他の状態には線維筋痛症(fibromyalgia)、慢性疲労症候群、シック・ビルディング症候群、湾岸戦争症候群、その他、多くのいわゆる環境病などがある。

 MCSの定義と暫定的な診断は 7 つの基準 (カレン基準 Cullen's criteria)に基づいており、これはまたMCSを他の環境病と区別するのに役に立つ。

 アメリカでは、MCSの発症の大部分は個人の家の中で起こり、屋内での揮発性有機化合物(VOC)への曝露と殺虫剤の過度な使用に起因する。アメリカ、スウェーデン、及びフランスでは労働者のMCSについていくつかの報告がある。

これらはデンマークの症例と同等である。

 アメリカの有病率の調査では全人口の0.2~6%という数値が示されている。

ヨーロッパでは全人口における有病率を示す数値はない。

スウェーデンの調査では、家屋塗装工の30%はMCSである。

 現在までのところMCSの原因機序の最終的証拠はない。

鼻炎と知覚神経機能不全に関する、中脳辺縁系の神経感作(過敏)に関する、そして心理的機序に関する、いくつかの証拠は、免疫、毒物耐性の喪失、身体化障害(somatization 訳注:人が心の不安や心理社会的ストレスを身体症状のかたちで訴えることと)や条件反応など、他に提案されている機序よりも説得力があるように見える。

 現段階では、MCSは、環境刺激に敏感な人々に、より多く起こりやすいように見える。

 正確な機序はわからないし、器質的又は機能的変化を示すものはないが、疫学文献の中にMCSが存在するということを示す明確な証拠がある。

 MCSの状態は2段階で進行すると考えられる。

最初は高濃度の化学物質に頻繁に曝露する初期段階であり、次に引き金段階-低濃度の化学物質に曝露することによる多くの症状の誘発-である。

 ほとんどの国々におけるMCSに関する管理及び予防的措置は、MCSの原因機序の最終的証明を期待するものである。

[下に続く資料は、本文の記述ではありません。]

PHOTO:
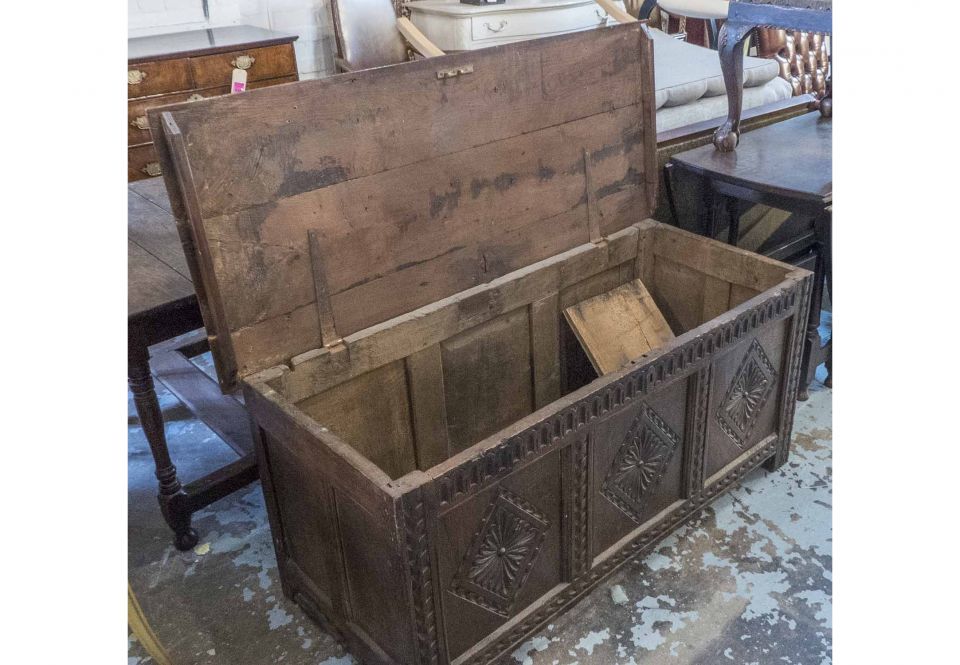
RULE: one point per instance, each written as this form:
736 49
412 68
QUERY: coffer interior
416 412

デンマークでは、建材中の化学物質ガスを防止するための共同措置がデンマークの屋内空気汚染の削減に貢献したかもしれれず、それは間接的にいくらかのMCS発症の防止に貢献したかもしれない。

カナダでは、当局による国民参加の”無香気政策(no scent-policy)”のための各地域での活動が一部成功している。

スウェーデンとドイツの環境・公衆健康当局は現在、疫学的調査を実施中である。

 高濃度及び低濃度の化学物質に曝露するリスクを制限することが、MCSの新たな発症を防ぐ第一歩であると思われる。

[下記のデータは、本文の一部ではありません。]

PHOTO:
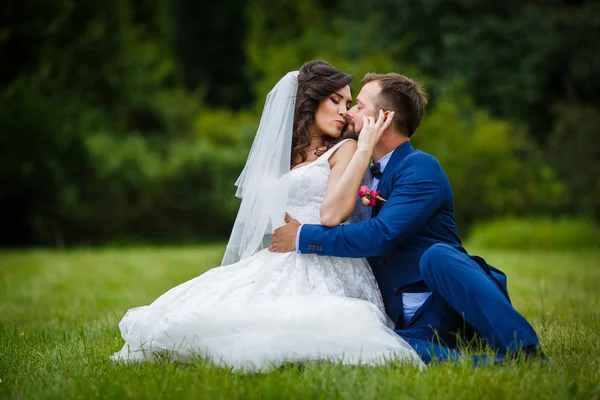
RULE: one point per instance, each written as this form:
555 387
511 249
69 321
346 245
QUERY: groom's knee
435 260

初期曝露を回避することが特に重要であり、例えば、大きな表面を塗装した後の高濃度溶剤への曝露、又は密閉した部屋での高濃度噴霧(例えばヘアースプレー)への曝露、等からの回避である。

 消費者は常に、いつ、そしてどのような種類の化学物質に曝露したかを知る必要がある。

消費者は高濃度の揮発性化学物質への屋内曝露を避けることによって、また香水や香料入り製品などを含む、強い匂いのある製品の使用を控えることによってMCS症状の発生を防止することに貢献できる。

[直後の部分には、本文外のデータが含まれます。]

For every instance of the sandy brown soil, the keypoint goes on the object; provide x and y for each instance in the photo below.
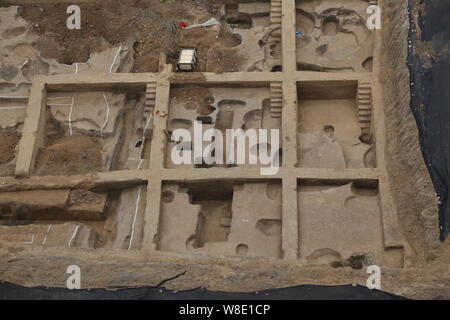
(70, 156)
(117, 21)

 この報告書の情報に基づけば、下記の試みが化学物質への曝露を削減することを示している。
•一般的に日常生活での化学物質の使用の制限
•個人の手入れ用及び家庭用の揮発性化学物質(香料)及び噴霧状の化学物質の使用の制限
•殺虫剤と除草剤の使用の制限
 特別な注意を払うべきものとして: •香水、洗浄剤、表面処理用品の内容物及び使用
•建材や家具からの屋内空気汚染、タバコの煙、及び車の排気ガス
 MCSの予防措置は、化学物質に曝露する全ての人々、特に最も脆弱なグループのよりよい保護に貢献するであろう。

疾病であるMCSを理解することは、MCSの患者と彼等が必要とすることをよりよく理解することにつながるであろう。